Omit anything about "rollover signal" and DMT...as any statements you've made about either have zero scientific evidence to back up what you've said, and they only make things more complicated and difficult to understand. You seem to be making things a lot more complicated than they need to be. For example, during a WILD you are supposed to lay completely still. None of this roll over nonsense. Also I thought that you weren't supposed to use "I" "me" etc. in a formal essay. Is your teacher picky about that?

A good five paragraph essay needs five parts. An Introduction, 3 main points with support, and a conclusion. You will need at least that much to get a good grade on an english comp essay.

I. Introduction. Tell them what you are going to tell them.

Transition/preview statement linking intro to your first main point.

II. First Main Point Goes Here

Transition (link point 1 to point 2)

III. Second Main Point Goes Here

Transition Statement (link point 2 to point 3)

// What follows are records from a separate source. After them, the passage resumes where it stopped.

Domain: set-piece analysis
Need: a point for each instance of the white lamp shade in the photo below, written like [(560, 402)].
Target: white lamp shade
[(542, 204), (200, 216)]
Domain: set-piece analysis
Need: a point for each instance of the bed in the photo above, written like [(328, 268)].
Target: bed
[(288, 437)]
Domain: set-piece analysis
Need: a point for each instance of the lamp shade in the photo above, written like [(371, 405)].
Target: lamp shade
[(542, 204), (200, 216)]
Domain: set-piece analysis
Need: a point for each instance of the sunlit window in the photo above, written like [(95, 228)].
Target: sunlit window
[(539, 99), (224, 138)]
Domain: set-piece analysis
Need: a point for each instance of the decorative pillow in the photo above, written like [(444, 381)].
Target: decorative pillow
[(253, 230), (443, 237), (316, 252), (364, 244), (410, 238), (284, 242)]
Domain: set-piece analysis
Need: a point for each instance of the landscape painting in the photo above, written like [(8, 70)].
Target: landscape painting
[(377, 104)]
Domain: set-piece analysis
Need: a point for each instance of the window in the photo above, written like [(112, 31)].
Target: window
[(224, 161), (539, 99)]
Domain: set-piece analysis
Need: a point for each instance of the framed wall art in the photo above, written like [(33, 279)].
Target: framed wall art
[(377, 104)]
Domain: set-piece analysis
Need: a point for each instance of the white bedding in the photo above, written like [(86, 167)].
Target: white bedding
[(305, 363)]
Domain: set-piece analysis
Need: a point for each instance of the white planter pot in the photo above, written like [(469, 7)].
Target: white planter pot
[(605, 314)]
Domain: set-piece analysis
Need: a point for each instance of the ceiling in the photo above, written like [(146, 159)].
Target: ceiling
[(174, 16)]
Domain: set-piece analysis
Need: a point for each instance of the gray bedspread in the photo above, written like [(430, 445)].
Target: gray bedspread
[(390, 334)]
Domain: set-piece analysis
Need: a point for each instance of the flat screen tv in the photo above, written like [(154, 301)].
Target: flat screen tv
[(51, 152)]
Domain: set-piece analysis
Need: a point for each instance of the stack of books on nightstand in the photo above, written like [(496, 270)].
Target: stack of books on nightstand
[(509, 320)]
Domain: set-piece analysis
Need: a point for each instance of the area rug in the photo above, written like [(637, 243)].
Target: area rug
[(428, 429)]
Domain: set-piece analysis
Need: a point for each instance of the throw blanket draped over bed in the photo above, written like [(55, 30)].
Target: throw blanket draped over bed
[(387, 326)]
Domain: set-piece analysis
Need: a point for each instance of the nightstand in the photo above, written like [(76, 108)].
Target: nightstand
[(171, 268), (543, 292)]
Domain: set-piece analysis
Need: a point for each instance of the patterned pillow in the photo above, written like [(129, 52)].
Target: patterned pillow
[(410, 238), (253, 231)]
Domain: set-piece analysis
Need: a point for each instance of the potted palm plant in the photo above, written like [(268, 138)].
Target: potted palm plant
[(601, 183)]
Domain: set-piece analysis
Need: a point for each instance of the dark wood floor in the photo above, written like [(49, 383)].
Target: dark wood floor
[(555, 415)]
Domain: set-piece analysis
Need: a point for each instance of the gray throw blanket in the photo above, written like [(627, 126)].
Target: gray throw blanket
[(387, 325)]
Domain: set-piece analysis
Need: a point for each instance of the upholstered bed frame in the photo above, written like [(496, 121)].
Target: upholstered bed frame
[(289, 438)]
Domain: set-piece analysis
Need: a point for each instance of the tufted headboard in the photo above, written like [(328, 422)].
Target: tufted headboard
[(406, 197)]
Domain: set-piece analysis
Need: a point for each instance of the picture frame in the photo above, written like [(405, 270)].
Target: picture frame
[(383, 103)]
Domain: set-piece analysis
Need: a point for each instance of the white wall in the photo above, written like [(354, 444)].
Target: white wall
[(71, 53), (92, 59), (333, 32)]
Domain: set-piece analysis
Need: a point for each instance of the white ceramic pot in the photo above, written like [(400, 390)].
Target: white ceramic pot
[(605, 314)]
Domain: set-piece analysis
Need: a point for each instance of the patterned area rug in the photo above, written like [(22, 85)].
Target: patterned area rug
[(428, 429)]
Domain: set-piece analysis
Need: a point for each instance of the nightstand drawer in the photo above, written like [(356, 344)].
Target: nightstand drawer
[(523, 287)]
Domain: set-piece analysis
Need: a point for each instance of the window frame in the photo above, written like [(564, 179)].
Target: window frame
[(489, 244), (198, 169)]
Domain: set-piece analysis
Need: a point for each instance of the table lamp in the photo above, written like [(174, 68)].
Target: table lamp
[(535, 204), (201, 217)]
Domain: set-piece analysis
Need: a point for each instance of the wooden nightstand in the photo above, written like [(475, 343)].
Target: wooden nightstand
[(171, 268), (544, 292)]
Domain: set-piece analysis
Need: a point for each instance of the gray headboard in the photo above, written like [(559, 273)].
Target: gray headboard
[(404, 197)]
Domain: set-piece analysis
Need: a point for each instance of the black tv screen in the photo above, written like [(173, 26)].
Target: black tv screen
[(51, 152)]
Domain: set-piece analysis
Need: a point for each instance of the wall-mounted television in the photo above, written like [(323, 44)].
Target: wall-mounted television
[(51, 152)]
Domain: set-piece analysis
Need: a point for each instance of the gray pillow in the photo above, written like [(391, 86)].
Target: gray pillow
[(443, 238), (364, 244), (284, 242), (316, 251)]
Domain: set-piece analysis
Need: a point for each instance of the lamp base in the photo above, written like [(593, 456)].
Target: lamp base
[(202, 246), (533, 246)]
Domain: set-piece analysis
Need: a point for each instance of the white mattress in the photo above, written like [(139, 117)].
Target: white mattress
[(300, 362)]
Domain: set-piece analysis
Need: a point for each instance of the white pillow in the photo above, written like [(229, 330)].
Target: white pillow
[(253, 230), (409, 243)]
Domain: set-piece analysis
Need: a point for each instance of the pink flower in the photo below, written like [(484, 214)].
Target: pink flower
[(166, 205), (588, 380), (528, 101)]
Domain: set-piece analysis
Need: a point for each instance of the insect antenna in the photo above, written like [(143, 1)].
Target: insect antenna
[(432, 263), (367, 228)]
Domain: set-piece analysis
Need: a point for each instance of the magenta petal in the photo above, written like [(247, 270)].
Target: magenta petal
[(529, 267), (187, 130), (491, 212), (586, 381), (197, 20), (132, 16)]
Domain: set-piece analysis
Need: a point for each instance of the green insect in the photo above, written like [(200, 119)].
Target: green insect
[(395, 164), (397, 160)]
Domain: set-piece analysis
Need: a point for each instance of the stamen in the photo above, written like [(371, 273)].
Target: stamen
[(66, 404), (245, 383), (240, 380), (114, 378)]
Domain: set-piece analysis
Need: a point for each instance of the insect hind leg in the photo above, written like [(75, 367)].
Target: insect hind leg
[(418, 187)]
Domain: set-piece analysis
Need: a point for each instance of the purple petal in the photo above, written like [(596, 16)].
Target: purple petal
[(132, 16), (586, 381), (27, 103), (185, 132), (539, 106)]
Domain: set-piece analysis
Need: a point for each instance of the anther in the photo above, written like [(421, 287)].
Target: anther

IV. Third Main Point Goes Here

V. Conclusion - signal end of essay, short summary of your three main points, end memorably. 


Hope that helps.

----------


## nzshaman

did you rc after your foot twitched? you could of dreamt that you failed, isnt that how alot of wilds start?

----------


## wana

i wilded and what happened is like my body changed position to the one i was thinking of i just felt that i was passing through some phase or water or fluid

----------


## ooflendoodle

You spent too much time on describing your experiences, it's really cool but confine it to one paragraph at the most.

----------